16      The duty to defend arises from the allegations within the four corners of the complaint.  Our focus is on the facts alleged, the incidents giving rise to the claims, not Cape’s theory of liability.  See Stuart v. Weisflog’s Showroom Gallery, Inc., 2008 WI 86, ¶36, 311 Wis. 2d 492, 753 N.W.2d 448.  As the Stuart court reminded us:

[W]e need not speculate as to what was intended by the company when it issued the policy or by the insured when he acquired it.  As pointed out above, the company becomes legally liable to pay only when the insured incurs liability for personal injury or property damage caused by an “occurrence.”  An occurrence is defined as an accident. This is what is insured against—not theories of liability.

Id. (citing Bankert v. Threshermen’s Mut. Ins. Co., 110 Wis. 2d 469, 480, 329 N.W.2d 150 (1983)).

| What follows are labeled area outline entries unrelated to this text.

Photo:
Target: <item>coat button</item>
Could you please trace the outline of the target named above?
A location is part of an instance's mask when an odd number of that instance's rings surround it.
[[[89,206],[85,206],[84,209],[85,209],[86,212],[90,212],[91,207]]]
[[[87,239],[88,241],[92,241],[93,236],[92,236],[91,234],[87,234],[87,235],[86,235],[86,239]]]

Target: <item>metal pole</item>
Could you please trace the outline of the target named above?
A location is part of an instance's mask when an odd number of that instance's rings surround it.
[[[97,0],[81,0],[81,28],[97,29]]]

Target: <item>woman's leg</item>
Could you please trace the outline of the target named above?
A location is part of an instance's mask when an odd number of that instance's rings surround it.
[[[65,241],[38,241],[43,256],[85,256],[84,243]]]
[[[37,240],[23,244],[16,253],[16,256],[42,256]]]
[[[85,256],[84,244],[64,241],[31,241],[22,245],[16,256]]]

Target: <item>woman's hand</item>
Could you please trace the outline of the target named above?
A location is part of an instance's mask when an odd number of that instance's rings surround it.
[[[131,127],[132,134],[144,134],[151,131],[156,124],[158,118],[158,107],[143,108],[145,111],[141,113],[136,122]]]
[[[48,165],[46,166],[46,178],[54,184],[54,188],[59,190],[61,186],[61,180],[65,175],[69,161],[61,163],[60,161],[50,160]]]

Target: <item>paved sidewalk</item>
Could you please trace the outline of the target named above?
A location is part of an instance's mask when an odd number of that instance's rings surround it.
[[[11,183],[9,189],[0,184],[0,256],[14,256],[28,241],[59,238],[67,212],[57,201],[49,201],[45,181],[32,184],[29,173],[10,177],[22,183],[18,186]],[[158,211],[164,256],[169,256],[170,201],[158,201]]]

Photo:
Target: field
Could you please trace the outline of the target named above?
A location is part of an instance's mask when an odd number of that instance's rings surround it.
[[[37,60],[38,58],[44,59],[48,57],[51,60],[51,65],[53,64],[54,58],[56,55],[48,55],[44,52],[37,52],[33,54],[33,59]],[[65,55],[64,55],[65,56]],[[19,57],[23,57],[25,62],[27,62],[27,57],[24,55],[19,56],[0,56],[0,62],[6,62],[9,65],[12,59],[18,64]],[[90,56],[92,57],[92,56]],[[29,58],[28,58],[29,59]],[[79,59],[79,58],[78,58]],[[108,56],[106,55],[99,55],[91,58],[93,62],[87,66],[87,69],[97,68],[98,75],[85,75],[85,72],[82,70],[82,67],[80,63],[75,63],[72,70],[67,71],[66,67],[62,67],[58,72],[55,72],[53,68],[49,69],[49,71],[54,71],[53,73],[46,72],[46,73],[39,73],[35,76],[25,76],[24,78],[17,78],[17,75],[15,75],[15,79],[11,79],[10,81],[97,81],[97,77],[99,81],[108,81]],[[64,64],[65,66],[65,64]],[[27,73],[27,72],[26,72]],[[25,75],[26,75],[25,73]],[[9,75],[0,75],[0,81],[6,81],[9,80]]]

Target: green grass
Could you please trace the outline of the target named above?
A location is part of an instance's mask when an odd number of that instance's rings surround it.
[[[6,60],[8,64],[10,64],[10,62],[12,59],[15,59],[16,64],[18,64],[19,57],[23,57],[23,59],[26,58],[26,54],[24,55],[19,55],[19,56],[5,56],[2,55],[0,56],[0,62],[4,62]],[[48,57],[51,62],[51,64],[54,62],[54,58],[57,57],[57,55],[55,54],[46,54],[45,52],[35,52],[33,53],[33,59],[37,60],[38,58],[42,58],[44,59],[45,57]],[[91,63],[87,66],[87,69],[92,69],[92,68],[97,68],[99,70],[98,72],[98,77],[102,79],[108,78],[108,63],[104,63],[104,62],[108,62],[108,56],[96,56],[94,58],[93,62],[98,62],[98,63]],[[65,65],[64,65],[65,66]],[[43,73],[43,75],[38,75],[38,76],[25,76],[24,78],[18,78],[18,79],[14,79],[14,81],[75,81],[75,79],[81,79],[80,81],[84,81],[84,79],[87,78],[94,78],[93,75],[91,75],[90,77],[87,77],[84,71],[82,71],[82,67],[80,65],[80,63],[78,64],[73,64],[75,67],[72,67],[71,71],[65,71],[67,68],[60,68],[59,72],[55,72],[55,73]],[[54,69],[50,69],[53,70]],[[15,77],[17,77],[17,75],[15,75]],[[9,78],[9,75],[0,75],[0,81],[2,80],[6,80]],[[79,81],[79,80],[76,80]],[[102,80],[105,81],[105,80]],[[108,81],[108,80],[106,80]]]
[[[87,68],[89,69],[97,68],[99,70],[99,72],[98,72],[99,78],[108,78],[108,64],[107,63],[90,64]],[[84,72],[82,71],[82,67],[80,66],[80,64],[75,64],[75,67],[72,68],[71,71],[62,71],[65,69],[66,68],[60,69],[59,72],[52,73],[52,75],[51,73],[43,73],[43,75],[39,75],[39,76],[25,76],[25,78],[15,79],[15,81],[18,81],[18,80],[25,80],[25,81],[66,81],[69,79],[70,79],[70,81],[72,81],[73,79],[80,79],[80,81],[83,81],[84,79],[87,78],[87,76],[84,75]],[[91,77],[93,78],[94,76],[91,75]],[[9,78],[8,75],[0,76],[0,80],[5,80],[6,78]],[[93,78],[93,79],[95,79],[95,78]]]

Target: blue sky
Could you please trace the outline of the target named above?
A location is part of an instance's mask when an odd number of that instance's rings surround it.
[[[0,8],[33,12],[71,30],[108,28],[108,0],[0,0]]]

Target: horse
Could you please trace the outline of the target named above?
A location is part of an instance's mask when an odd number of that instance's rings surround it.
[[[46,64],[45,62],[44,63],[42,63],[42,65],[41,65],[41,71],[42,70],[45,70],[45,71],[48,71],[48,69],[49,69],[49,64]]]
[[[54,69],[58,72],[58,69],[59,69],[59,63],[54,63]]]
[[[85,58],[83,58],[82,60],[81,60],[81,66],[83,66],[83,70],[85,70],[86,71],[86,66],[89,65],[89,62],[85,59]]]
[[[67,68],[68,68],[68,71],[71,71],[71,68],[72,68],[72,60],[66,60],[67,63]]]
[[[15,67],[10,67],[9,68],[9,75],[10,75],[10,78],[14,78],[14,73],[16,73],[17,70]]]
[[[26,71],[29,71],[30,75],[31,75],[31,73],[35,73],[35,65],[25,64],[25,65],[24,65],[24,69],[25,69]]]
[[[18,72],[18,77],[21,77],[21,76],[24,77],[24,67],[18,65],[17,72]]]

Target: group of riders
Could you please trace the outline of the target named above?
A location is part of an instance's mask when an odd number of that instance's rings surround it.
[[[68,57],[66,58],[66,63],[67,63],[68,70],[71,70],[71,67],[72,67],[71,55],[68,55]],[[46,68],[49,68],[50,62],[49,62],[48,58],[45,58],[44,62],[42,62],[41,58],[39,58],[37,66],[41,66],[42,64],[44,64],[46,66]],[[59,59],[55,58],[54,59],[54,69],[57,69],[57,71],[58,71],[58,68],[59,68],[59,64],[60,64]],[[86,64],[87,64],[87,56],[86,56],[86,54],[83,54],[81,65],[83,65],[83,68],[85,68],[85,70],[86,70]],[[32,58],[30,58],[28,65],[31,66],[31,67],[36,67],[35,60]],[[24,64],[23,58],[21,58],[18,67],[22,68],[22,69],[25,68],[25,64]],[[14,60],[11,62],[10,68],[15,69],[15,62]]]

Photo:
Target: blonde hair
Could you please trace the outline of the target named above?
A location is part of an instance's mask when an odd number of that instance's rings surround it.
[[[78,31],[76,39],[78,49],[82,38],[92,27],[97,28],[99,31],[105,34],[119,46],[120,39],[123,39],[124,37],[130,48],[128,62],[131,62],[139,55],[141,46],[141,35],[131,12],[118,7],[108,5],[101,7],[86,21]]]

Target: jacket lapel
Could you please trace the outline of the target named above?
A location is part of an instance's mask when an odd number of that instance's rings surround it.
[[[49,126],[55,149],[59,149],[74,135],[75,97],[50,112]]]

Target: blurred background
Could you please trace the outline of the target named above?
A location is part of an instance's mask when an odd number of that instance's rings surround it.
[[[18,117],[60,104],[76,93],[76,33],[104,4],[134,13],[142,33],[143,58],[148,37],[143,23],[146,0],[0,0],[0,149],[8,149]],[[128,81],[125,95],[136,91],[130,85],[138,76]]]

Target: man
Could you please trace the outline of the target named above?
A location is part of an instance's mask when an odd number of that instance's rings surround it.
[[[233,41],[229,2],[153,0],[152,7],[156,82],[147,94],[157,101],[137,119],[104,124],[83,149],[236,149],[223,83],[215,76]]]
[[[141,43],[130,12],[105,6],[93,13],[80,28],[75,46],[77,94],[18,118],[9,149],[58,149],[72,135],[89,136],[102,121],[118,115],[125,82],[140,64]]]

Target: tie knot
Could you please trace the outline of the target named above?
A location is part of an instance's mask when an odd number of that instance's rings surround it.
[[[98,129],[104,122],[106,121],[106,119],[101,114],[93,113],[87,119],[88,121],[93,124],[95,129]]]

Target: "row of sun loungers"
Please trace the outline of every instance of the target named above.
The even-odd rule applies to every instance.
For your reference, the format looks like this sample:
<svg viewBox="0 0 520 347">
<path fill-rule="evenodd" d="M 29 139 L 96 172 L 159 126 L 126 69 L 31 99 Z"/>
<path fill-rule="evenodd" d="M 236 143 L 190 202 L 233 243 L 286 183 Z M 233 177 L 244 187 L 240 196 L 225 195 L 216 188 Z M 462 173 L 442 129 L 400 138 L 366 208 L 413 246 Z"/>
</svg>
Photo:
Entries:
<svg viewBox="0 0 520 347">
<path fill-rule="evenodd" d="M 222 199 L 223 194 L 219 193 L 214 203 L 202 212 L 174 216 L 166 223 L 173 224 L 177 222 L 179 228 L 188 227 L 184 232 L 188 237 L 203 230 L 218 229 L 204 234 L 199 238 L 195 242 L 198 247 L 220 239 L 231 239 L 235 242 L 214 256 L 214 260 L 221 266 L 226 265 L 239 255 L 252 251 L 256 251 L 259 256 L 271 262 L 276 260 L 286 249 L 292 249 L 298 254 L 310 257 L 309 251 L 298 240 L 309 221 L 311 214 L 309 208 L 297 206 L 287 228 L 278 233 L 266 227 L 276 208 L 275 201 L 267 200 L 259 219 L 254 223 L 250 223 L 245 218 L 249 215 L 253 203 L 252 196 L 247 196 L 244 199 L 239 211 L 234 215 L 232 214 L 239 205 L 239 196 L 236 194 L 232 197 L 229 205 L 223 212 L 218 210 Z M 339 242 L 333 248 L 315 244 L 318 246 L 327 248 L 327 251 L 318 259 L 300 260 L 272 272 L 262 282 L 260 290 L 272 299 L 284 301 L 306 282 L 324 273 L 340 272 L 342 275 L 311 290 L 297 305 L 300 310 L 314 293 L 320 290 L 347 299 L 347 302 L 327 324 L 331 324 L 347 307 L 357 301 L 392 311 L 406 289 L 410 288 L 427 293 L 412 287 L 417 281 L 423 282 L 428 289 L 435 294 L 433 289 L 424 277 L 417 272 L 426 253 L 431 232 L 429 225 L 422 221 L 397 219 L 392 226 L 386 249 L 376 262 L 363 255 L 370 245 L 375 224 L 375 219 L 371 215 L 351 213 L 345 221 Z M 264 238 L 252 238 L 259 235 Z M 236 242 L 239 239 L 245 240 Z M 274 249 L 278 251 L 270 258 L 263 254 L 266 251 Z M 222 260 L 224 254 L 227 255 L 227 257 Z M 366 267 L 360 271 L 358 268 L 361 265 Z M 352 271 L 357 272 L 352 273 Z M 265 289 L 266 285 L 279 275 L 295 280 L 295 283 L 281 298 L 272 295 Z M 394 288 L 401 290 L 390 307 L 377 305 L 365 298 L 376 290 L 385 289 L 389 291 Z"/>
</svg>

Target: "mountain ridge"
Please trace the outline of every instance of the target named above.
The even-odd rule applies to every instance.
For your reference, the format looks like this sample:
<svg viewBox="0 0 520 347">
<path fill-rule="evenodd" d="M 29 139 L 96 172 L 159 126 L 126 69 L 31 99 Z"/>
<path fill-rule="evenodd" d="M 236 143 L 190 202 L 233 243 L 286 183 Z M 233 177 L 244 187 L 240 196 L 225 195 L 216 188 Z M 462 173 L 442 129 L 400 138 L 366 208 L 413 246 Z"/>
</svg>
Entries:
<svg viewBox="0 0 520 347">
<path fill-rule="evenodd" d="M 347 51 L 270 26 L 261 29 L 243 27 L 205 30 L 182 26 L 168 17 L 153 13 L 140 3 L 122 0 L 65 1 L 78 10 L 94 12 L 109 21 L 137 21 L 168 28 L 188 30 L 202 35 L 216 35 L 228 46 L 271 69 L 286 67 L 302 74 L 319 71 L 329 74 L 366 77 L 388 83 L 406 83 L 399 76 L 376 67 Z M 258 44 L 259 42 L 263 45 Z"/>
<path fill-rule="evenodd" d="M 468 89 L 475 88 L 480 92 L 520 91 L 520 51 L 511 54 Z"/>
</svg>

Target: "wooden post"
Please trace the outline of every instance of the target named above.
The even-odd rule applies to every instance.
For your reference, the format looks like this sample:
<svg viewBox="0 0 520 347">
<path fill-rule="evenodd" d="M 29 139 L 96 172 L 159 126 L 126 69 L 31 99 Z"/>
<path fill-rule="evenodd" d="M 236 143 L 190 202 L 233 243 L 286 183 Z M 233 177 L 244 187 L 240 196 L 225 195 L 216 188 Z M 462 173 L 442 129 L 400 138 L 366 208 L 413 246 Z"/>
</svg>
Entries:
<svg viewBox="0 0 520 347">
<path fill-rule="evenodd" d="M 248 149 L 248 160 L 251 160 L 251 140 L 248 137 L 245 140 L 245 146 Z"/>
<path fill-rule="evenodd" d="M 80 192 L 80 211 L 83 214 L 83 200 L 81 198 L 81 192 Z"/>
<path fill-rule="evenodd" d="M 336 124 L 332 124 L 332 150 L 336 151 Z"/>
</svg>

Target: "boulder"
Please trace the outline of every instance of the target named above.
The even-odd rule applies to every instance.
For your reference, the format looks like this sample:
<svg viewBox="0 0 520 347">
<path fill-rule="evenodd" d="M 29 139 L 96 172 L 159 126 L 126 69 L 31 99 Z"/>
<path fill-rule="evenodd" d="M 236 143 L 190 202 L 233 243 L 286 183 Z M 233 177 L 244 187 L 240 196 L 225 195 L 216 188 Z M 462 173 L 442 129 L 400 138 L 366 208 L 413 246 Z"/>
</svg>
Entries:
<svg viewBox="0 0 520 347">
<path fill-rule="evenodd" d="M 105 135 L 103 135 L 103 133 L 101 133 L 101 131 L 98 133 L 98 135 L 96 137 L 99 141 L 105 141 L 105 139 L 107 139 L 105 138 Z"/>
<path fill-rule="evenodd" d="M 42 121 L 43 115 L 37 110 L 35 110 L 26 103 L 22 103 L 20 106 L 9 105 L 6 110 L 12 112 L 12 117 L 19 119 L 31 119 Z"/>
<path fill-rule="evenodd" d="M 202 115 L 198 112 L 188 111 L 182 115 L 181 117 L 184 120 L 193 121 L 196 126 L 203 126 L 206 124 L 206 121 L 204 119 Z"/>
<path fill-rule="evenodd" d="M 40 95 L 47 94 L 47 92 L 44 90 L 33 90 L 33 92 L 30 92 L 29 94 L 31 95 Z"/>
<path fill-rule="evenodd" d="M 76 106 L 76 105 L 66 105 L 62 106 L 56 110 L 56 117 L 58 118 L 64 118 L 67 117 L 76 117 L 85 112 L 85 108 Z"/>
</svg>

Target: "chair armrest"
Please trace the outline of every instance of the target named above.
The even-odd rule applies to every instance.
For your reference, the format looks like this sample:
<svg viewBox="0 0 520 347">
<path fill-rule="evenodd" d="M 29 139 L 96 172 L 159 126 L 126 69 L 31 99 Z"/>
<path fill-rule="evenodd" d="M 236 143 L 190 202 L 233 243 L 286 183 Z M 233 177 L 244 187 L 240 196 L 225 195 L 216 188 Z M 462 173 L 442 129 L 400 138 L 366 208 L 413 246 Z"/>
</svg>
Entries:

17      All of the amended complaint’s one hundred thirty-one allegations supporting Cape’s claims describe undisputedly intentional criminal behavior.  The complaint fails to present any reasonable view of the facts that would trigger Zurich’s duty to defend the insureds under a theory of negligence.

CONCLUSION

18      Cape’s complaint alleges that it suffered damages caused by a criminal conspiracy, which is memorialized in the plea agreements and convictions of the insureds.  We conclude that the factually unsupported use of the term “negligence” in Cape’s complaint, when measured against the extensive factual allegations of intentional criminal conduct, is insufficient to trigger Zurich’s duty to defend.  We therefore reverse the declaratory judgment.  Because there is no duty to defend, we also reverse the judgments awarding damages to Streu Company and Vinton Company for breach of the duty to defend.

            By the Court.—Judgments reversed.

           

 

 

 


 

 



[1]  The individual defendants conceded that the insurers had no duty to defend them.  Throughout this opinion, we will refer collectively to all defendants as Streu and to all insurers as Zurich unless it is necessary to refer to a specific party.

[2]  Cape’s causes of action against all or specific defendents are:  violation of the Wisconsin Uniform Trade Secrets Act, unjust enrichment, tortious interference with prospective contracts, injury to business contrary to Wis. Stat. § 134.01 (2007-08), intentional misrepresentation, conspiracy to commit fraud, negligent supervision (against both Streu Company and Vinton Company), negligent retention (against both Streu Company and Vinton Company), respondeat superior (against both Streu Company and Vinton Company), breach of duty of loyalty (against Beaudoin), conspiracy to breach the common-law duty of loyalty, civil theft, and conversion.